These issues would be a lot less troublesome if hardware offered basic security, like zero-cost poison-on-overflow and bounds-checked pointers, either of which would solve any risks of just letting it be. But right now there's the pragmatic question of not only whether this is a bug you could hit accidentally, but whether it's a bug you could exploit intentionally to corrupt memory, so it's better to just do the technically-correct thing even if it seems pointless.

It's less concerning for C#, which is a managed language, of course.

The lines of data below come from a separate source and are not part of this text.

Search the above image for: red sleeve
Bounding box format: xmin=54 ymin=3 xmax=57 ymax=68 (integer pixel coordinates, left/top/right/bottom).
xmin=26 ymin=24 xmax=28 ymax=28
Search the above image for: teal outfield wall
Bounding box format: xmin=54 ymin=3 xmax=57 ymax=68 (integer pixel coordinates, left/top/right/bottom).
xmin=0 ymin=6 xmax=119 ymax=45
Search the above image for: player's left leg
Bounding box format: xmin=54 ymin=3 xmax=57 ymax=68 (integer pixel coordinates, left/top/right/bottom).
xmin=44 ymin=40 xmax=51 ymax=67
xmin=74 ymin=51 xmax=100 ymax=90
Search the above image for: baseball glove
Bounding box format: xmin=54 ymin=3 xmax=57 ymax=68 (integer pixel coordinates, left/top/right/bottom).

In Java (I think that is the implementation language,) longs are 64bit and ints are 32bit, so I think this problem doesn’t come up
It did at one point, I recall Sun had that exact bug at some point back around 1.4, I remember it being fixed. Of course the long conversions alleviate the problem but at a performance cost and its an avoidable cast.
No java doesn't use 64bits at all. It uses unsigned right shift. I mentioned it in another post: "int mid = (low + high) >>> 1;"... And for the older timers (14y ago), there used to be a bug[0] about exactly that.

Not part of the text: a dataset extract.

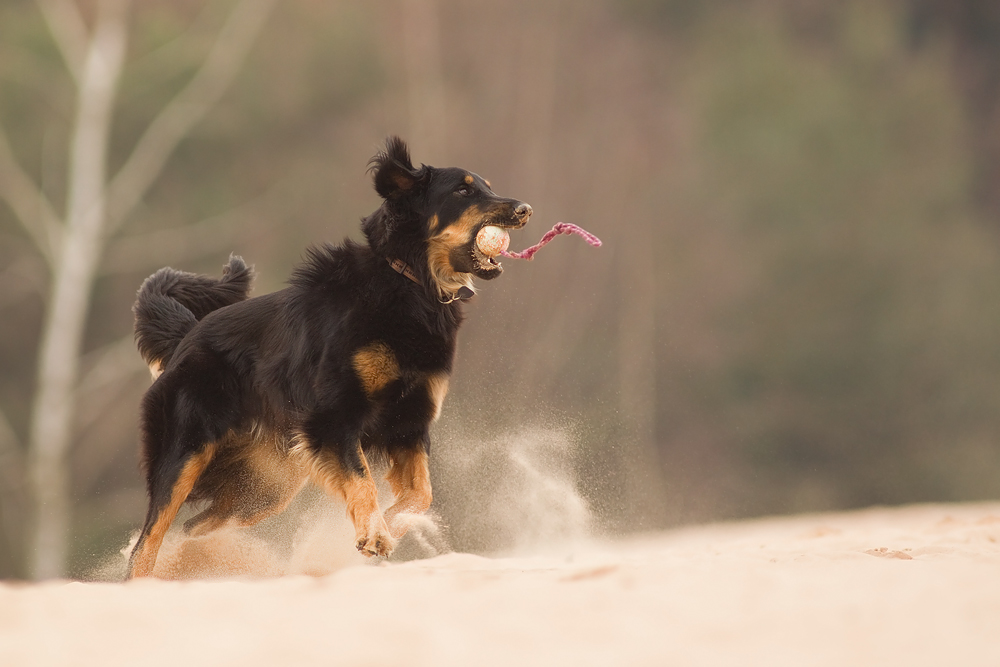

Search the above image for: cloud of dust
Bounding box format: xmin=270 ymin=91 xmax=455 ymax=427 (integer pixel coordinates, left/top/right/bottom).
xmin=91 ymin=491 xmax=367 ymax=581
xmin=91 ymin=424 xmax=591 ymax=580
xmin=431 ymin=425 xmax=592 ymax=556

[0] https://bugs.openjdk.java.net/browse/JDK-5045582

This is my go-to implementation, but I make one little tweak. It’s very unlikely that you will overflow a long, but you can you guarantee that you’ll avoid overflow like this:

mid = min + (max - min) / 2;

In x86 (intel notation) you can also:

add rax, rbx

rcr rax, 1

It explicitly uses the carry flag from the addition as the top bit of the right-rotated result.

Not super useful for anything other than averaging two uints but that's x86 for you.

What I missed in my first pass was

   * Forgetting exactly which register was the low index and which was the high index
   * Underflow if array size was zero from setting the last index to (size - 1)
If the unsigned right shift is defined (java): "int mid = (min + max) >>> 1;"

edit: this is a bit longer version, if signed conversion/shift is not available: int mid = (min >> 1) + (max >> 1) + (min & max & 1)

That's my C# implementation, so long is 64 bits and int is 32 bits. 64 bits will never overflow in my lifetime. That's basically a Google scale amount of data.
can you explain to me how that fixes it? Thanks
There is an implicit invariant that 0 <= min, and min <= max, so max - min is between 0 and int_max inclusive, so you avoid overflowing with that calculation. To be sure that you avoid overflowing at the sum step, you need to prove that min + (max - min) / 2 <= max.
what if max is already overflown due to size of array (without even doing the lo + high calculation?) Then min + (max- min)/2 would be min + (smaller negative value) which would violate the min + (max-min)/2 <= max
Assuming the value of max passed in is "sane" (non-negative and within array bounds), it is strictly decreasing and should never overflow.
This makes sure that none of the quantities being calculated will overflow while still returning the same answer.

Where x is min and y is max, the midpoint is:

(x+y)/2 = x+(y-x)/2 x+y = 2x+y-x x+y=x+y